-A total of seven projects were selected
-The seven projects will be introduced at the 11th Jeonju Project Market Promotion event
The Jeonju International Film Festival (Jeonju IFF) revealed the ‘Jeonju Cinema Fund (JCF)’ project selections. The Jeonju IFF selected the following seven projects, Birth (Director YOO Jiyoung), Boys (Director JUNG Hyungsuk), My Missing Aunt (Director YANG Juyeon), The eldest son (Director OH Jung-min), Far Place (Director PARK Kunyoung), Corydoras (Director RYU Hyungseok) and My name is Kim (Director JEONG Su-eun) as the JCF projects that will be presented at the 11th Jeonju Project Market.
The JCF, a project development fund established to discover and support new and diverse projects, called for entries from November 9 to 30, 2018. The selection committee, comprising KIM Tae-won (Head of Contents Business at Contents Panda),SONG Hyun-young (Jeonju Cinema Project Executive Producer), SHIN Yeonshick (Director), OH Hee-jung (Producer), LEE Hyuk Sang (Director) and CHOI Moon-su (Producer), selected a total of seven projects.
The JCF selection committee stated that among the documentaries, which mostly dealt with social issues and historical values, My Missing Aunt, Corydoras and My name is Kim stood out for reflecting oneself and their life. The selected feature films, Birth, Boys, The eldest son and Far Place, portrays a relationship between a person and a particular society. The committee expects that the four feature films will expand the scope of independent fiction films.
YOO Jiyoung won the Best Director’s Prize with her short film Confession in the Korean Competition for Shorts at the 12th Jeonju IFF and received attention for her first feature film Duck Town (2016). The director’s new film, Birth, is about a writer who publishes her first short story but gets pregnant unexpectedly and goes through a hard time. The film sympathizes and raises the question about how it is hard nowadays to not only live as a woman but also as a female artist.
Director JUNG Hyungsuk, who won the Grand Prize in the Korean Competition at the 19th Jeonju IFF with the film The Land of Seonghye, presents Boys as his next film. If The Land of Seonghye depicted the hard life of the 29-year-old Seonghye, Boys traces the 14-year-old teenager Dongho. The film focuses on the important current issue of juvenile crime and make the audience reflect on whether we truly know about the lives of teenagers.
Director YANG Juyeon was invited to various well-known film festivals in Korea with her short films Shadow of the City (2013), Song of Tomorrow (2014) and The Trail of Grandma’s Home (2015). Her documentary My Missing Aunt is about her aunt, who committed suicide in the 1970s. The director tracks down the cause of her suicide by confronting the frustrations and pains her aunt went through as a women and the oldest daughter of the Yang family.
The eldest son from director OH Jung-min, covers the dark side of patriarchy through a family at a funeral, fighting over their grandparents inheritance.

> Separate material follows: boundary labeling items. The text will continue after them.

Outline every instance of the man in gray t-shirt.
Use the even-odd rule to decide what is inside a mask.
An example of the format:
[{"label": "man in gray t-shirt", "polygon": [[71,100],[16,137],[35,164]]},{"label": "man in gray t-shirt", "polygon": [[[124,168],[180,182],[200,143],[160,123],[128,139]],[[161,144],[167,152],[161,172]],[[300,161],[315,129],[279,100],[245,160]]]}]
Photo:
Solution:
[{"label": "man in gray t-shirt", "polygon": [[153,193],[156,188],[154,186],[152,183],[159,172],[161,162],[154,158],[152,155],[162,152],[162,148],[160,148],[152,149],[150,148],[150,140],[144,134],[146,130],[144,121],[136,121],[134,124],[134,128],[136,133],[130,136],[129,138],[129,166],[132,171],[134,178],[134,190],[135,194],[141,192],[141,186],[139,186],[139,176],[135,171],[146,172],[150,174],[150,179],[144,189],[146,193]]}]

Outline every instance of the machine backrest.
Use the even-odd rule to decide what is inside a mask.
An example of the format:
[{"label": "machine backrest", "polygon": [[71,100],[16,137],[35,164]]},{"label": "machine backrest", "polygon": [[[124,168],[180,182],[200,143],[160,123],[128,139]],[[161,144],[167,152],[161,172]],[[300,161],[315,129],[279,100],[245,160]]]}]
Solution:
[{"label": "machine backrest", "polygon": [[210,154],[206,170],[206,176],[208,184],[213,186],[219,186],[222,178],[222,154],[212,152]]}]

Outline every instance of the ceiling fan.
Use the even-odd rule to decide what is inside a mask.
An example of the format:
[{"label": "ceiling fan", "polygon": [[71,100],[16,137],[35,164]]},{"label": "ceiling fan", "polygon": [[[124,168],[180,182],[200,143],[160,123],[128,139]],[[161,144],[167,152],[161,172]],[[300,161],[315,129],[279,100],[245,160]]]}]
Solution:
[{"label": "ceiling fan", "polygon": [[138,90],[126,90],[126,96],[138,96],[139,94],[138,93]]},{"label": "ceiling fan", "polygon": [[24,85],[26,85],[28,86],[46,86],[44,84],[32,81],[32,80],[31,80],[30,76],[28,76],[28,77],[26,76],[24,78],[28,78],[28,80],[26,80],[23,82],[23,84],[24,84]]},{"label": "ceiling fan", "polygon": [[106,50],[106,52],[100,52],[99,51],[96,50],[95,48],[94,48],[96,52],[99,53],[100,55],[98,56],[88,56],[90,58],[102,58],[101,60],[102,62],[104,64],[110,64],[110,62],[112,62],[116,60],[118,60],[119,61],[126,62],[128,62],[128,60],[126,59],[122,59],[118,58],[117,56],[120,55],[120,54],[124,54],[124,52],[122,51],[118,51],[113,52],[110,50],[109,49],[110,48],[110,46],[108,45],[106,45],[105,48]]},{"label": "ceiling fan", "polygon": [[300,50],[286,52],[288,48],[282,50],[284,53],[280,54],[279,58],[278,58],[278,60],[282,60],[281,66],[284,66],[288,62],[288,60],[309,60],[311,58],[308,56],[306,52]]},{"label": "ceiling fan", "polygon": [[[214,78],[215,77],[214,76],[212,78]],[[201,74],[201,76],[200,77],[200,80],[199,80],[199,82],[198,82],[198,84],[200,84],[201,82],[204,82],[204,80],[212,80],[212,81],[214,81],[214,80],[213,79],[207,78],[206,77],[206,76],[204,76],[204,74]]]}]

The film, which takes in the director’s hometown Daegu, also embodies the regional characteristics of the region Daegu. By focusing on the detailed story of the family, the film reflects a mark of history from a macroscopic point of view.
Director PARK Kunyoung’s film Far Place investigates about relationships. The film depicts a shepherd, who lives in a ranch in Hwacheon, Gangwon-do raising sheep’s, and the people around shepherd. Far Place looks closely on the people who seem to be simultaneously close and far away.
Corydoras is a documentary about the protagonist PARK Dongsu’s memory, who has written poems for over ten years while raising a tropical fish Corydoras. The director RYU Hyungseok does not objectify the lives of the disabled people but focuses on the beautiful poems the PARK Dongsu wrote, his precious Corydoras and the interpretation of PARK Dongsu´s shadow.
Director JEONG Su-eun, who depicted the life of the director’s grandfather as a Korean War Veteran through the film One Warm Spring Day, once again gives insights to the history of war through the film My name is Kim. Discovered at the U.S National Archives, the film My name is Kim is based on a classified document about a Korean People’s Army solider KIM Jaepil. The documentary illustrates the story of the friendship between the soldier KIM Jaepil and the enemy, a U.S army soldier.
The seven projects will receive the first development grant and go through four months of development. The projects will be introduced at the JCF Promotion event and be awarded the second development grant after the final evaluation. Among the seven projects, one project will be selected as one of the ‘Jeonju Cinema Project’, a Jeonju IFF production program.
The seven JCF projects will be introduced at the 20th Jeonju IFF’s 11th Jeonju Project Market, which will run from May 5 to 7.